Rajesh Basrur and Jaganath Sankaran mention in a May 2016 Stimson Center report that India’s MIRV program has been influenced by both perceived external threats from China and internal imperatives.

Basrur and Sankaran note that India’s MIRV program aims to ensure its security against China’s improving military capabilities, including China’s own MIRV and ballistic missile defense ( BMD) advancements.

In a region already rife with nuclear rivalries, skeptics question the escalation risks and the implications for crisis stability, claim claim those who support MIRVs ‘ ability to penetrate Chinese BMD systems.

MIRV missiles are “use it or lose it,” because putting numerous nuclear warheads on one missile makes it more vulnerable to a first strike that destroys a lot of a country’s ability to launch a second strike.

Basrur and Sankaran add that India’s MIRV capabilities are complicated by its long-standing nuclear policy, which is characterized by restraint and a formally no-first-use stance.

In addition, they discuss the relationship between civilian oversight of India’s nuclear weapons program and counterarguments to a minimalist nuclear deterrence posture.

They do, however, warn that technological advancement frequently outweighs strategic doctrinal clarity, which could prevent developments like MIRVs that do not fully conform to India’s minimalist nuclear doctrine.

India still faces strategic challenges in enhancing its nuclear disarmament strategy against China. Those constraints include the two sides ‘ economic interdependence, India’s desire to be a leader in the so- called” Global South” and China’s relative political and economic advantages.

India’s close economic ties with China, participation in multilateral initiatives led by China, such as the Shanghai Cooperation Organization (SCO ), and participation in China-led military exercises may restrain India’s flexibility and nuclear posturing, according to Asia Times in December 2022.

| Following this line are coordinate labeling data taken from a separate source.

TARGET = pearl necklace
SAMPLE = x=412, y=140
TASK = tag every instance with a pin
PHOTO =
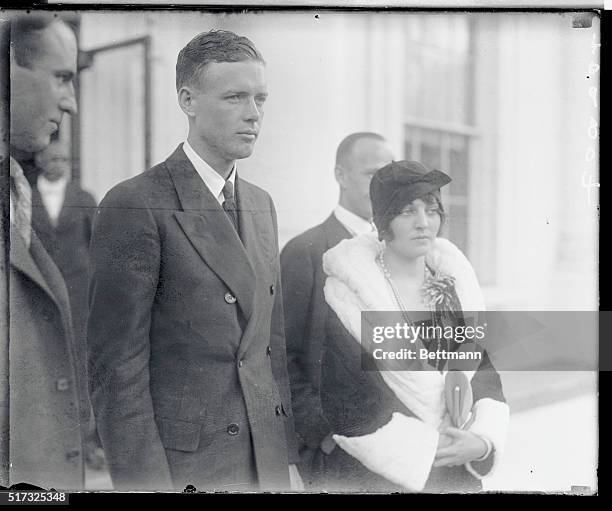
x=400, y=302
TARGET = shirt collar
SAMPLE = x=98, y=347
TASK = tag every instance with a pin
x=353, y=223
x=51, y=187
x=210, y=176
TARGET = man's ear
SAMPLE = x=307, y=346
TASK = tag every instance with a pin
x=187, y=100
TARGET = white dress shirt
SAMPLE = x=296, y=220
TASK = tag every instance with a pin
x=353, y=223
x=52, y=194
x=210, y=176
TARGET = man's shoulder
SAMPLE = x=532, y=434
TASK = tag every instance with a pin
x=77, y=196
x=313, y=241
x=254, y=191
x=139, y=188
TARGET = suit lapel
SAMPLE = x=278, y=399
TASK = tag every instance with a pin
x=38, y=266
x=22, y=260
x=40, y=216
x=211, y=232
x=335, y=232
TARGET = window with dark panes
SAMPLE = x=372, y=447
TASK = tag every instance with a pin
x=438, y=128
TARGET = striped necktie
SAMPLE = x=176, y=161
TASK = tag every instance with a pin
x=229, y=205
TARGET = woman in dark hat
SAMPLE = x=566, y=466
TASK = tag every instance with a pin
x=397, y=430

In October 2022, Asia Times reported that China is confident that its authoritarian system of government is capable of outperforming India’s democracy and that its technological prowess will continue to be a decade ahead of India.

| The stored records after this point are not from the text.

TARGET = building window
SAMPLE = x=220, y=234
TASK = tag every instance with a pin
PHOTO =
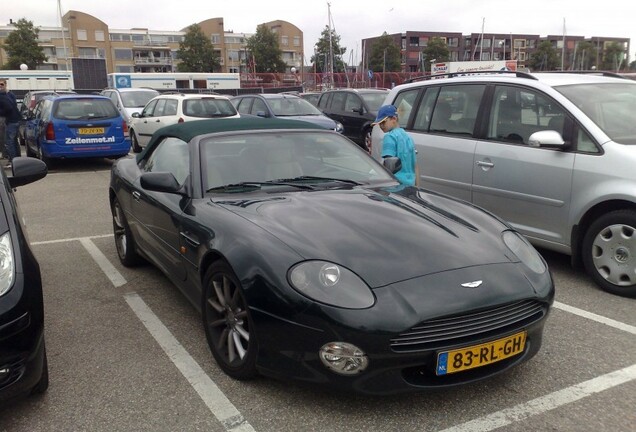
x=123, y=54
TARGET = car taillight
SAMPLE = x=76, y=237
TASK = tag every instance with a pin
x=50, y=132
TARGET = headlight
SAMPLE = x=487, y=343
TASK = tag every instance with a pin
x=7, y=263
x=331, y=284
x=524, y=251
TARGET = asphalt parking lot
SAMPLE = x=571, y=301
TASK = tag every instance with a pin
x=127, y=352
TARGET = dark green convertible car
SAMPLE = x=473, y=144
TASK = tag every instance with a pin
x=309, y=261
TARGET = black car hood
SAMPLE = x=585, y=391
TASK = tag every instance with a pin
x=384, y=235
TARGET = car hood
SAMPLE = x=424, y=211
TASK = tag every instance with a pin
x=384, y=235
x=323, y=121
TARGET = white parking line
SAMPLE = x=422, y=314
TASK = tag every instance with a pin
x=109, y=270
x=548, y=402
x=598, y=318
x=212, y=396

Asia Times reported that Pakistan launched its second test of the Ababeel MRBM in October of that year at the Sakhi Sarwar range in Punjab province in November 2023. Like the Agni- 5, the Ababeel MRBM is also designed to carry MIRVs.

Pakistan’s ability to penetrate India’s new missile defense system was reportedly enhanced by the test launch, which was conducted to confirm a number of design and technical parameters and evaluate the performance of various subsystems.

India’s Agni- 5 may still have to overcome reliability concerns before it is fielded. Regarding India’s nuclear weapons ‘ effectiveness and its capacity to produce enough fissile material for a MIRV nuclear arsenal, it may be questioned due to its MIRV capability.

In a 2014 article in the peer-reviewed Asian Survey Journal, Frank O’Donnell and Harsh Pant point out that India’s MIRV-capable Agni-5 and Agni-6 will spark demand for more sophisticated and smaller warheads. According to O’Donnell and Pant, Indian scientists ‘ claims of hyperbolic capability may have undermined India’s commitment to developing missiles and a more extensive nuclear arsenal.

While the recent Agni- 5 test may have at least partially dispelled those doubts, Hans Kristensen and Matt Korda note in a July 2022 Bulletin of Atomic Scientists article that while the Agni- 5 has been tested eight times before, additional testing may be required before the missile reaches operational capability.

In her book Striking Asymmetries: Nuclear Transitions in South Asia, Ashley Tellis points out that India’s nuclear weapons’ small yields are the most important constraint on its arsenal. According to Tellis, adding more low-yield warheads to India’s stock would not help the country’s shortage.

India’s slow fissile material production, despite having an extensive nuclear infrastructure, owes to the fact that its nuclear capabilities are focused more on power generation than nuclear weapons production.

Tellis asserts that India has the ability to increase the production of weapons-grade plutonium in its civilian nuclear power plants and has done so in the past. In the event of a global fissile material cutoff treaty, she claims that India will keep producing a surge of materials.